Let $X$ be a Banach space and suppose we have a sequence $\{x_n\}$ which is convergent weakly but not strongly. Define $y_n:=\sum\limits_{k=1}^{n}x_k$.
What we can say about $\limsup\limits_{n\to\infty} \|y_n\|^{\frac{1}{n}}$ and $\liminf\limits_{n\to\infty}\|y_n\|^{\frac{1}{n}}$ ?
Sequence $x_n$ is bounded, so $M := \limsup \|x_n\|$ exists.
$0 \le \limsup \|y_n\| \le \infty$ with either equality possible. Same for $\liminf \|y_n\|$.
Let $z_n = \frac{1}{n}\sum_{k=1}^n x_n = \frac{1}{n} y_n$. Then $0 \le \limsup \|z_n\| \le M$ with either equality possible. Same for $\liminf \|z_n\|$.

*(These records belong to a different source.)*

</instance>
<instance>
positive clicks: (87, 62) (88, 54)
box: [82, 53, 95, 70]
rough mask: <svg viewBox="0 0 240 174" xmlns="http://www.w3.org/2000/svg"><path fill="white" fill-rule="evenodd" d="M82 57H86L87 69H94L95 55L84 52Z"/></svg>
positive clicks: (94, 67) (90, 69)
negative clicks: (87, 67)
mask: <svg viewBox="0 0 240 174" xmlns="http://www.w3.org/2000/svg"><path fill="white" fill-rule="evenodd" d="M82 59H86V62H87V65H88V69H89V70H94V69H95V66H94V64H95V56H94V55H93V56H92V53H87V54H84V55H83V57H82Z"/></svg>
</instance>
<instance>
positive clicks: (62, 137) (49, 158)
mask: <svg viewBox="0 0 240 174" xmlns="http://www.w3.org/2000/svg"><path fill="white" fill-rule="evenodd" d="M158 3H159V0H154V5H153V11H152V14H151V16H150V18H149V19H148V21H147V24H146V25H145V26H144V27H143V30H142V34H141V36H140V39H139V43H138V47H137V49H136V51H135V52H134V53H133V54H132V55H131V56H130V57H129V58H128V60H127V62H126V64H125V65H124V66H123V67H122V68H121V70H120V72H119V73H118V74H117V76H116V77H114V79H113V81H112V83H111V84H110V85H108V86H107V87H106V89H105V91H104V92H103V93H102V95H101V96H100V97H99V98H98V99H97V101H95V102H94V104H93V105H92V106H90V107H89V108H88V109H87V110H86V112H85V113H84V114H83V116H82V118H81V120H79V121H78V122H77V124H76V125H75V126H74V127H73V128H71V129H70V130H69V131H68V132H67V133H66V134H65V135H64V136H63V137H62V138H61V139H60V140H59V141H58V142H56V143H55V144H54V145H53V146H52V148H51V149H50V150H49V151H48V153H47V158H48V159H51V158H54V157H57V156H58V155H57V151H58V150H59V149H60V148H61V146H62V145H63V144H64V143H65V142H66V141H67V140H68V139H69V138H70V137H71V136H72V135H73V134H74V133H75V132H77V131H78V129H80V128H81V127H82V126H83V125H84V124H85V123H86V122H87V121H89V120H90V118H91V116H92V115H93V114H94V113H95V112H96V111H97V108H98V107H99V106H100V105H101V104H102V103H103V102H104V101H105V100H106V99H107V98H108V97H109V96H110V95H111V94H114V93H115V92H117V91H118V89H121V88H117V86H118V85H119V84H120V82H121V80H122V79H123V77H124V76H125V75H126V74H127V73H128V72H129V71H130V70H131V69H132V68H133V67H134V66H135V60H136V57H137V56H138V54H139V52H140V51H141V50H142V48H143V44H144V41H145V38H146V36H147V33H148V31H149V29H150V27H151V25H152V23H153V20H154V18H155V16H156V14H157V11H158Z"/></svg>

Weakly convergent sequences are bounded, say $\lVert x_n\rVert \leqslant B$ for all $n$. Since we assume that $(x_n)$ is not norm-convergent, it follows that $B > 0$. Then
$$\lVert y_n\rVert \leqslant \sum_{k = 1}^n \lVert x_k\rVert \leqslant n\cdot B,$$
whence
$$\limsup_{n\to\infty}\, \lVert y_n\rVert^{\frac{1}{n}} \leqslant \limsup_{n\to\infty} (n\cdot B)^{\frac{1}{n}} = 1.\tag{1}$$
If we had $\limsup\limits_{n\to\infty}\, \lVert y_n\rVert^{\frac{1}{n}} = c < 1$, then for all large enough $n$ we'd have $\lVert y_n\rVert^{\frac{1}{n}} < d := \frac{1+c}{2} < 1$, and so $\lVert y_n\rVert < d^n \to 0$, which implies $y_n \to 0$ in norm, and hence also $x_n = y_n - y_{n-1} \to 0$ in norm. Thus for a sequence $(x_n)$ that is weakly convergent but not norm-convergent, we always have
$$\limsup_{n\to\infty} \, \lVert y_n\rVert^{\frac{1}{n}} = 1\tag{2}$$
with $y_n = \sum\limits_{k = 1}^n x_k$.
Clearly we have
$$0 \leqslant \liminf_{n\to \infty}\, \lVert y_n\rVert^{\frac{1}{n}} \leqslant \limsup_{n\to \infty}\, \lVert y_n\rVert^{\frac{1}{n}} = 1\tag{3}$$
in our situation. It is easy to construct examples where the extrema are attained. For example in $\ell^2(\mathbb{N})$ we can take $x_n = e_n$, so $x_n \rightharpoonup 0$, and $\lVert y_n\rVert = \sqrt{n}$ shows $\liminf\limits_{n\to \infty}\,\lVert y_n\rVert^{\frac{1}{n}} = 1$. And choosing $x_n = (-1)^{n+1}\cdot e_{\lceil n/2\rceil}$ gives us $y_{2m} = 0$ for all $m$, and so $\liminf\limits_{n\to \infty} \, \lVert y_n\rVert^{\frac{1}{n}} = 0$. A similar construction gives us a sequence converging to $0$ weakly but not in norm with $\liminf\limits_{n\to\infty}\, \lVert y_n\rVert^{\frac{1}{n}} = c$ for every $c \in (0,1)$: $x_1 = e_1$, $x_{2m} = c^{2m}e_{m+1} - e_m$ and $x_{2m+1} = (1-c^{2m})e_{m+1}$ gives us a sequence with $y_{2m} = c^{2m}e_{m+1}$ and $y_{2m-1} = e_m$. Thus we cannot say more than $(3)$ about $\liminf\limits_{n\to \infty} \, \lVert y_n\rVert^{\frac{1}{n}}$ without knowing the sequence $(x_n)$.